Nanotechnology could have one fatal flaw - Explosions

Nanotechnology promises to make the future much more interesting, quite possibly more amazing, too. But it seems like there might be one serious flaw to the tech: that smaller particles means bigger booms.

Dust blows up more than more solid objects do. This is why a fuel air bomb is so effective: because they make the gas molecules as small as possible. The reason this works is all down to surface area. If you have a big chunk of explosive material, only part of it can combust at any given time. If you break if up, you’ve got more more of it exposed at any given time, which, for explosives, means a bigger boom.

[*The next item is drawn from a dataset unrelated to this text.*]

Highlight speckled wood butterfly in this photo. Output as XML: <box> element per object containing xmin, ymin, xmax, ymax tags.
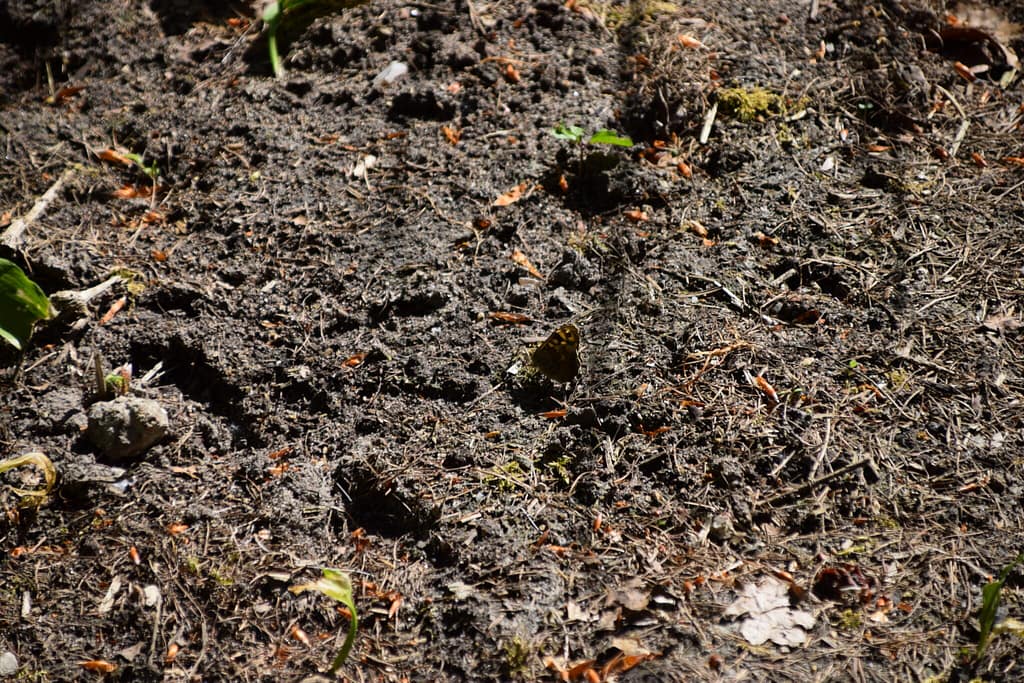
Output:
<box><xmin>530</xmin><ymin>324</ymin><xmax>580</xmax><ymax>382</ymax></box>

Nanotechnology is, by definition, small. In fact, it’s smaller than small. It’s tiny. That means plenty of surface area, which means plenty of explosive potential for things that can ignite. A research team from Canada set out to see just how big a threat this could pose in the future, since nanoparticle ignition hasn’t been studied much before. They blew up just about every type and style of nanoparticle out there: the classic nanoparticle, a chunk of matter that is absolutely tiny, flocculent materials, which you can think of as the lint of the nanoparticle world, and hybrids, which are nanoparticles mixed with various liquids and gasses.

What they found is that nanoparticles are pretty darn explosive. And while they are dangerous in their regular state, they also like to clump together in mid-air, into loosely aggregated hunks like fuzzballs. These chunks are actually more dangerous than their unclumped bretheren, because it takes only one millijoule of energy to ignite them. In case you’re wondering, that’s very, very little. Think ignition from socks on carpet little.

The researchers did extensive testing, and you can find the complete results published in the journal Industrial & Engineering Chemistry Research.